Şimdi bu sekiz evlattan sadece iki evlat; Adile KILINÇKAYA ve Sevil GÜLAY hayatta.
***
Erkek çocukların hepsi yüksek tahsil yaptılar, üniversite öğrenimi gördüler. Kızlardan sadece Sevil yüksek öğrenim görerek eğitimci oldu. Erkeklerden Ali Fevzi idareci, Aziz veteriner hekim, Doğan Askeri hekim, Kaya ise, Basın – Yayıncı oldu.
***
Bekir Doğan ALALOĞLU, 87 yaşındaydı ve 19 eylül pazar günü ahirete uğurlamıştık. Şimdi O, fiziki mekânında ışıklar içinde uyuyor… Bakın, Şükrü efendinin en büyük evladı Vesile’nin en küçük kızı Fikriye, Doğan dayısı için neler diyecekti:
“…Onlar, Cumhuriyetin yetiştirdiği ender çocuklardı. Beyaz atlarına bindiler, görevlerini layiki ile yapmış olmanın verdiği gururla, bu tanımadıkları yeni dünyaya veda ettiler.
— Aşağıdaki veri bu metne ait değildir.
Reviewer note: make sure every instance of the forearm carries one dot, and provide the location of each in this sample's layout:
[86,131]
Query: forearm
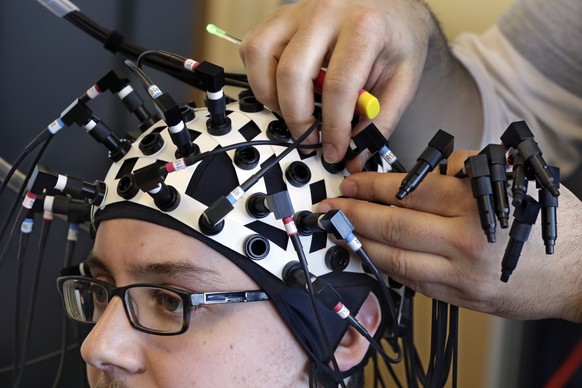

Onlarsız yapılan sohbetler tatsız, ve yavan. Onları çok özleyeceğiz…”
…Ve bakın, nasıl devam ediyordu Fikriye:
“…Doğan dayım ve o yaşlarda yüksek eğitim görmüş kişiler, Cumhuriyetin ilk yıllarında yetişmiş, artık nesli tükenmiş değerler. Düşünün, Eğirdir’de sadece İlkokul var. Bu çocuklar zekaları, gayretleri ve metanetleriyle, ( daha o küçücük yaşlarında ) ailelerinden uzakta, tek başlarına mücadele edip, o seviyelere gelmişler. Tabii ki, ailelerinin ileri görüş ve fedakarlıkları ile (maddi, manevi). Doğan dayım da bu merhalelerden geçmiş, ilkokul sonrası aileden uzak, yatılı okullarda uzun, zor zor bir tahsil olan Tıp Fakültesini okuyarak, askeri doktor olmuş, ilk Fizik Tedavi Mütehassıslarındandı. Bu görevini İstanbul’da ifa ederken, Muayenehane de açmış, başta Fatma GİRİK olmak üzere, SANAT CAMİASINA girmiş, kendini kabul ettirmiş, birçok ünlü sanatçının doktoru olmuş, biryandan çok kazanırken, diğer yandan da parasız hastalara para almadan hizmet etmiştir.”
***
Fikriye, Doğan dayısını anlatmayı, şöyle sürdürüyordu: “…Hem mesleki başarısı, hem de sanatçı kişiliği, zekası, hazır cevaplığı ile gerek kendi çevresi, gerek sanat camiasında büyük ilgi görmüştür. Güzel resim yapar, şarkı söyler, dans eder, şiir yazar, esprili konuşurdu. Ben, bu yaşıma geldim, ne O’ nun ve nede veteriner hekim Aziz dayımın yaptıkları espriler kadar, bugünün ünlü sanatçılarının yaptıkları esprileri beğenmiyor, gülmüyorum. Bunlar, “gizli kalmış insanlar”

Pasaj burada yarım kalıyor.